Discovery
Application Discovery
Understand your full application portfolio — scope, criticality, ownership, and technology landscape — before planning your migration.
Overview
Application Discovery gives you a multi-tab executive dashboard that slices your application estate across scope, criticality, environment, owner, vendor, technology stack, and architecture type. It is designed to answer the question: what are we migrating and who owns it?
Executive Summary
Total counts, scope split, and criticality breakdown at a glance.
Portfolio Breakdown
Top owners, business units, and vendor concentration.
Technology Landscape
Platform distribution, architecture types, and tech stacks.
When to Use
- At the start of a migration project to baseline the application estate
- When briefing stakeholders on scope and risk
- To identify which business units or owners need to be engaged
- To spot technology concentration risks (e.g. a single vendor or platform)
Dashboard Tabs
| Tab | What it shows |
|---|---|
| Executive Summary | Total apps, in-scope vs out-of-scope split, apps by criticality (Critical/High/Medium/Low), apps by environment, apps by type.
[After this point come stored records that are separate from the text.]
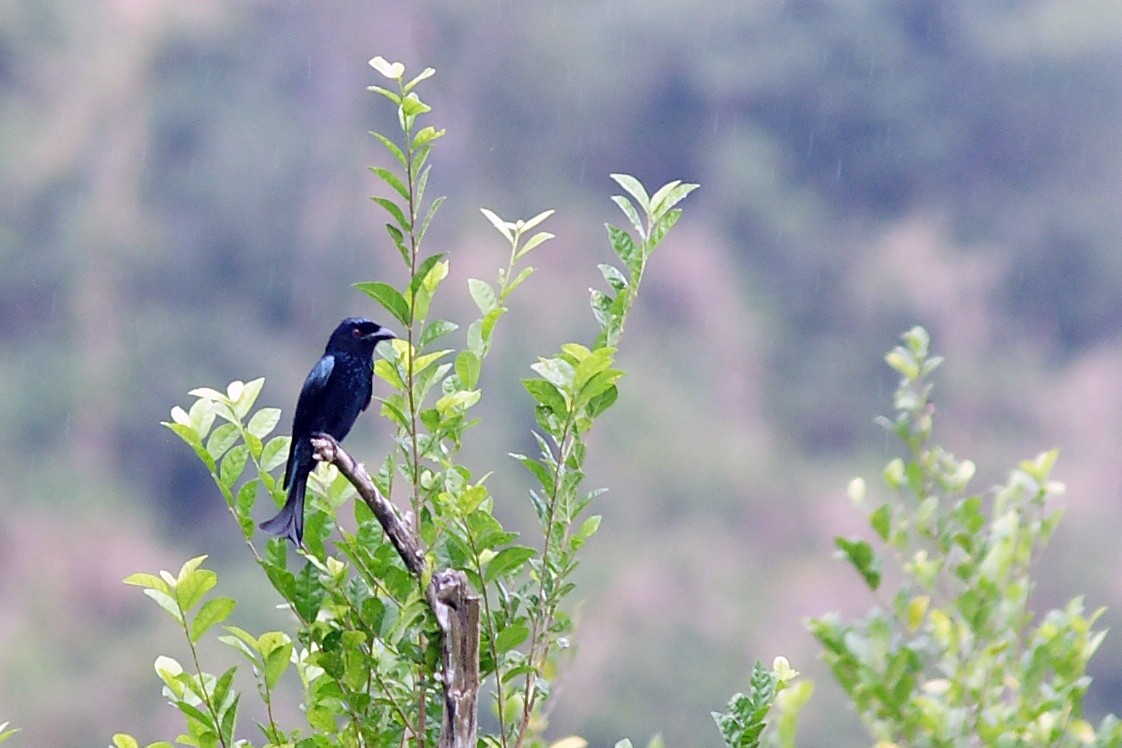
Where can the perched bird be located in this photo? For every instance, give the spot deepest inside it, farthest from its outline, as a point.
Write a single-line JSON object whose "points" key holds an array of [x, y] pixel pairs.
{"points": [[338, 388]]}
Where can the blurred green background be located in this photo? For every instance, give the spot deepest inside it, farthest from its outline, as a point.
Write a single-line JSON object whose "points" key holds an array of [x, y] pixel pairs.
{"points": [[185, 202]]}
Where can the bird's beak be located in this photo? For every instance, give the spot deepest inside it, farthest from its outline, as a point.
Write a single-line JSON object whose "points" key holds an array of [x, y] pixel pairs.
{"points": [[385, 333]]}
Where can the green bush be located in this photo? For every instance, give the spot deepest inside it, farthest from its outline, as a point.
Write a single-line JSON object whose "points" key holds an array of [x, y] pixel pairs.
{"points": [[368, 640]]}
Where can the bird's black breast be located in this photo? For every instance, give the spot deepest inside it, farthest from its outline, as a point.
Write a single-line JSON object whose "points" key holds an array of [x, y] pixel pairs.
{"points": [[347, 394]]}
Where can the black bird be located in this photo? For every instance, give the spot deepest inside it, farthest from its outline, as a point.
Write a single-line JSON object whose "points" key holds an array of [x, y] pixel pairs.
{"points": [[338, 388]]}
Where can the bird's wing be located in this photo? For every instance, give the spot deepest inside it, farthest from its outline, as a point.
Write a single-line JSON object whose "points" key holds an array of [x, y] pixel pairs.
{"points": [[311, 394]]}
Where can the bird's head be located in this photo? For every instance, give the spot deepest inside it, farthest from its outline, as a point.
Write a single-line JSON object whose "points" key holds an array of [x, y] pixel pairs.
{"points": [[358, 334]]}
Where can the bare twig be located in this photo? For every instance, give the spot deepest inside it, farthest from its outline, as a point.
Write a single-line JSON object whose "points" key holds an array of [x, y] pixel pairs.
{"points": [[450, 598], [405, 542]]}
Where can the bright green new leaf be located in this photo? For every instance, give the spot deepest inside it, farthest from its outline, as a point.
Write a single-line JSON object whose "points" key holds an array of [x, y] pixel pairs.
{"points": [[511, 636], [232, 465], [506, 561], [264, 422], [864, 560], [389, 298], [633, 186], [193, 585], [425, 136], [167, 602], [392, 147], [392, 179], [412, 105], [213, 611], [309, 593], [275, 452], [548, 395], [150, 581], [394, 211]]}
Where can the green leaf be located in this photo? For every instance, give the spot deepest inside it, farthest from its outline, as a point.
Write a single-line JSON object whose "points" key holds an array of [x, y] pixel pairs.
{"points": [[662, 228], [557, 371], [412, 105], [233, 463], [309, 592], [275, 452], [588, 527], [392, 179], [392, 147], [264, 422], [625, 249], [389, 298], [426, 135], [548, 395], [435, 330], [193, 585], [511, 637], [422, 276], [396, 212], [428, 218], [149, 581], [506, 561], [213, 611], [518, 279], [398, 239], [614, 277], [633, 186], [468, 368], [864, 560], [167, 602], [276, 648], [881, 520]]}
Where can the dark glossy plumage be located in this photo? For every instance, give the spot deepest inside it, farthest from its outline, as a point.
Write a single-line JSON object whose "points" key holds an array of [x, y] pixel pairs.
{"points": [[338, 388]]}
Quick KPI cards at the top. |
| Portfolio Breakdown | Top application owners (by count), top business units, top vendors, average apps per owner. |
| Technology Landscape | Platform distribution (Windows/Linux/SaaS/etc.), architecture types (Monolith/Microservices/etc.), technology stacks, data classifications, install types. |
How to Use
1
Navigate to Discovery → Data Quality & Discovery → Application Discovery.
2
Review the Executive Summary tab. Check the total application count and the in-scope vs out-of-scope ratio. A large out-of-scope percentage may indicate the CMDB import needs review.
3
Switch to Portfolio Breakdown to identify owners with many applications. These are the key contacts to engage early.
4
Open Technology Landscape to review platform and architecture distribution. Flag any applications on unsupported platforms or with complex architectures for extra attention during planning.
Key Metrics & Fields
| Metric / Field | Description |
|---|---|
| Total Applications | All application records in the CMDB regardless of scope. |
| In-Scope / Out-of-Scope | Applications flagged as in or out of the migration scope. |
| Criticality | Business criticality rating: Critical, High, Medium, or Low. |
| Environment | Production, Development, Test, UAT, etc. |
| Application Type | Classification such as Business Application, Infrastructure Tool, or Custom. |
| Owner | The person responsible for the application. |
| Business Unit | The organisational unit that owns the application. |
| Vendor | The software vendor or supplier. |
| Platform | The underlying platform (Windows Server, Linux, SaaS, etc.). |
| Architecture Type | Monolith, Microservices, Serverless, etc. |
| Technology Stack | Runtime and framework (e.g. .NET, Java, Node.js). |
| Data Classification | Sensitivity level of data processed (Public, Internal, Confidential, etc.). |
| Install Type | On-Premises, Cloud-Hosted, SaaS. |
Tips & Common Mistakes
If the Executive Summary shows a high number of unknown criticality or environment values, go to the CMDB Applications list and bulk-update these fields before using this dashboard for reporting.
Use the Portfolio Breakdown to produce a stakeholder engagement list — export the top owners and business units and share with your project manager.
This dashboard reflects the current state of CMDB data. It is only as accurate as the underlying application records. Run a CSV import or integration sync before presenting this to stakeholders.